Album Review: Death – “Leprosy (3 Disc Deluxe Re-issue)”
Death are one of those bands that will always carry a certain weight wherever their name is mentioned. Influencing countless bands with their pioneering take on the genre and widely regarded as one of the first, if not the first, death metal band, Death’s back catalogue is currently in the midst of getting the re-issue treatment.
Leprosy comes re-mastered by Alan Douches (Kvelertak, Dillinger Escape Plan) who avoids taking all the rough charm of the original out of the picture, and instead makes all the instruments clear as a bell which only adds to the ferocity of the record. And it is very ferocious, listening back to this record it’s clear that Death were ahead of their time and continued to be one of the forerunners of the genre right up until Chuck Schuldiner’s death in 2001. Pick a death metal band of today and you’d be hard pressed to find one that puts an edge on the genre that would make Leprosy sound dated.
Although 1988’s Leprosy was only their second album it was clear that the band were going places songwriting wise, something that their 1991 album Human would further attest to. Here, the title track along with tracks like Left To Die and Primitive Ways also showcase the increasing technicality of the songs, which were already moving away from the more thrash orientated sound of their debut album Scream Bloody Gore. In fact, the whole album still shines so bright as a beacon in the evolution of death metal that it’s surprising that Schuldiner ever felt the need to move away from its sound. This once again goes to show that true artists of whatever genre are never happy standing still and are always striving for something better.
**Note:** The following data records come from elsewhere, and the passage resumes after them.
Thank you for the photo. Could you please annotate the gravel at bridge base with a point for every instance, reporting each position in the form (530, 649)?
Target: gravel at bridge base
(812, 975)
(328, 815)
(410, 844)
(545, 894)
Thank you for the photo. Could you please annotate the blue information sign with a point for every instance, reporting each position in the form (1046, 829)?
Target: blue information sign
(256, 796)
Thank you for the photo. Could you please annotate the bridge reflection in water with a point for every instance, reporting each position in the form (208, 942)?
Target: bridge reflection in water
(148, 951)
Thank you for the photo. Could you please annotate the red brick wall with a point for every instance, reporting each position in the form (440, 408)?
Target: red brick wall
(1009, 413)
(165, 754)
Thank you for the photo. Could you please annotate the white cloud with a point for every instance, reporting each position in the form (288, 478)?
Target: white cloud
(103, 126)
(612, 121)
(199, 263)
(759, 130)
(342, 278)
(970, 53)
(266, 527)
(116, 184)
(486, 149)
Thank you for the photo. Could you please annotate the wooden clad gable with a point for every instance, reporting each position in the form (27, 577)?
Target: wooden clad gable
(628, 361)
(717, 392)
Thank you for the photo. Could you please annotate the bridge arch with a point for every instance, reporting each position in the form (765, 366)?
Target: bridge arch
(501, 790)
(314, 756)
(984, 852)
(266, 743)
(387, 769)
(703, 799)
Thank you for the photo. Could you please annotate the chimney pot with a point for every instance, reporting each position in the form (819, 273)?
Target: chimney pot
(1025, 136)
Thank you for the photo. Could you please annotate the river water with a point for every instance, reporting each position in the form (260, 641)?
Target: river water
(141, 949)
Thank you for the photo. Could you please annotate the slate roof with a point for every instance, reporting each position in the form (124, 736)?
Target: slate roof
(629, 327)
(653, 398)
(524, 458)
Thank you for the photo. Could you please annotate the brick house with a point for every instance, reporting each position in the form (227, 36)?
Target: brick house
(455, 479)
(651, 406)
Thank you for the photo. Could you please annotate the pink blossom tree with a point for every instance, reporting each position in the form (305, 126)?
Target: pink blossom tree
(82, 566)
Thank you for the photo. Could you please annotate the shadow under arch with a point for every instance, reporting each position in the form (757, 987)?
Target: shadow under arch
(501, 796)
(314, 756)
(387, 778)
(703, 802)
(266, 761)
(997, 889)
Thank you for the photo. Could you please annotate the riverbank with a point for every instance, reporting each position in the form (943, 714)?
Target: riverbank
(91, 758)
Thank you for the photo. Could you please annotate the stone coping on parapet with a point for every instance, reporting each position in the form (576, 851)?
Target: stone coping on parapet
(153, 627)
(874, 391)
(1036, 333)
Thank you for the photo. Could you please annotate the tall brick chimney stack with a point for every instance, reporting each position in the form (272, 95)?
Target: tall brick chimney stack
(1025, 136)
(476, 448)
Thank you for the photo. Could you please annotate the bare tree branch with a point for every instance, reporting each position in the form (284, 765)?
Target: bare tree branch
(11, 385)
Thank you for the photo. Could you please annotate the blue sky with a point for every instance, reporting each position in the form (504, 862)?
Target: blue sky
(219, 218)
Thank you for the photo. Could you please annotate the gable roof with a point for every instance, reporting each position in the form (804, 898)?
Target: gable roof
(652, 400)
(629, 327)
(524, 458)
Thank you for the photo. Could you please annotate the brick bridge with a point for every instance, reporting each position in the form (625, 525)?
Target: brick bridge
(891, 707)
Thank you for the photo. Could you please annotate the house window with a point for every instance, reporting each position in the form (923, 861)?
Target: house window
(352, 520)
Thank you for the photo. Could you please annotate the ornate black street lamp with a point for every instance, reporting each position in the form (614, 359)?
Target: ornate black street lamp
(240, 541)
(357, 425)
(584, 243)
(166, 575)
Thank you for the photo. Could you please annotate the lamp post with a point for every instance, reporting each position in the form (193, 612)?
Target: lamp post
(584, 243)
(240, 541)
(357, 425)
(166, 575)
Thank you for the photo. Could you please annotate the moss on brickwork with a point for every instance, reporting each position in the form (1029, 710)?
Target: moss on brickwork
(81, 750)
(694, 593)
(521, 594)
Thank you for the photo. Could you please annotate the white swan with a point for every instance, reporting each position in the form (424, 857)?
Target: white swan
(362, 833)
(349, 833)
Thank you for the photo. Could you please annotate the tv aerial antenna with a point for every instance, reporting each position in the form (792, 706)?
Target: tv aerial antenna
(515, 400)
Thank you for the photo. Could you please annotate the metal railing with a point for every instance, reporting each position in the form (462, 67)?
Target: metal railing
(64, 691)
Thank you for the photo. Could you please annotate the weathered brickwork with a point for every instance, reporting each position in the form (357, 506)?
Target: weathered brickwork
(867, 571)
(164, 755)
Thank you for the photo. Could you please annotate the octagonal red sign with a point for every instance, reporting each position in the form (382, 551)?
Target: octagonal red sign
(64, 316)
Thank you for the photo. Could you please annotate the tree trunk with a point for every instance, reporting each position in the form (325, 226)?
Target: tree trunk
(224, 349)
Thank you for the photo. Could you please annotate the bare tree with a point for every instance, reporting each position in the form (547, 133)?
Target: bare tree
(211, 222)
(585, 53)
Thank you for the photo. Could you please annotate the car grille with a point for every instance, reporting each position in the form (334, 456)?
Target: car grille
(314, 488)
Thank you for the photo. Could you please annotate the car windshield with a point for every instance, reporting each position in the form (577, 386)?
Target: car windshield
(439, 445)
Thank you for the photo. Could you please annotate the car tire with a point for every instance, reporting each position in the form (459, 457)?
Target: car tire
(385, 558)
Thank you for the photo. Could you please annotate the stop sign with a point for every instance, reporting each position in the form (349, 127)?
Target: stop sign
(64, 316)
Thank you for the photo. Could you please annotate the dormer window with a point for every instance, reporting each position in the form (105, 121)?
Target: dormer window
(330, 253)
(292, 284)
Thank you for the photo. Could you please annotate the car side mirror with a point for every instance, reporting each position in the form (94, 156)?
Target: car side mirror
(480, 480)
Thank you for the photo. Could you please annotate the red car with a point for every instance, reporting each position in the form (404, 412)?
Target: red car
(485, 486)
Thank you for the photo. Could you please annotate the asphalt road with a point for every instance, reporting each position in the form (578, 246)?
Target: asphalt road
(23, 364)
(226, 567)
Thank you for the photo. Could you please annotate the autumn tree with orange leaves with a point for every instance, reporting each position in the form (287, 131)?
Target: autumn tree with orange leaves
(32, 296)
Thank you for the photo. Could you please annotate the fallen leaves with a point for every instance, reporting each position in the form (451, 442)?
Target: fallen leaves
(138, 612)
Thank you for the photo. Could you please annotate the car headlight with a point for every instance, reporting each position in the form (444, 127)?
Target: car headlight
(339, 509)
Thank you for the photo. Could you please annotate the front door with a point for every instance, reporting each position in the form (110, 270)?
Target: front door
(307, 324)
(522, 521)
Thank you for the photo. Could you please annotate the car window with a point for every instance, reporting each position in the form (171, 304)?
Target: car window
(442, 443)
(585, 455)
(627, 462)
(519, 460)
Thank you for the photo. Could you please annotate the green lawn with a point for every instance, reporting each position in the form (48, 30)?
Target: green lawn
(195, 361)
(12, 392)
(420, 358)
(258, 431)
This being the super deluxe re-issue means that there are two extra discs to immerse yourself in, and contained within those discs is the kind of material that only an avid fan would deem essential to their collection. Disc two contains demos and rehearsal material which sounds just about as raw as you’d expect despite also being remastered by Douches, with the sound at times becoming a muddy mess making it almost unlistenable. For the Death aficionado however, it does provide insight into how the songs evolved into what they eventually became.
The third disc (super limited apparently) is the band in their element, live from Backstreets in Rochester, New York and The Dirt Club in Bloomfield, New Jersey. Again, despite the remasters the sound is very raw, but of the two bonus discs it is by far the superior and the ‘super-limited’ set is sure to sell out fast. The band are on fire on these recordings, and their energy outshines the rawness of the sound.
The necessity of the 10 rehearsal/demo tracks is debatable, with the live disc being the only essential extra on offer, but the hardcore fan is sure to find gold. Leprosy is still a classic album, and the remaster has only accentuated that.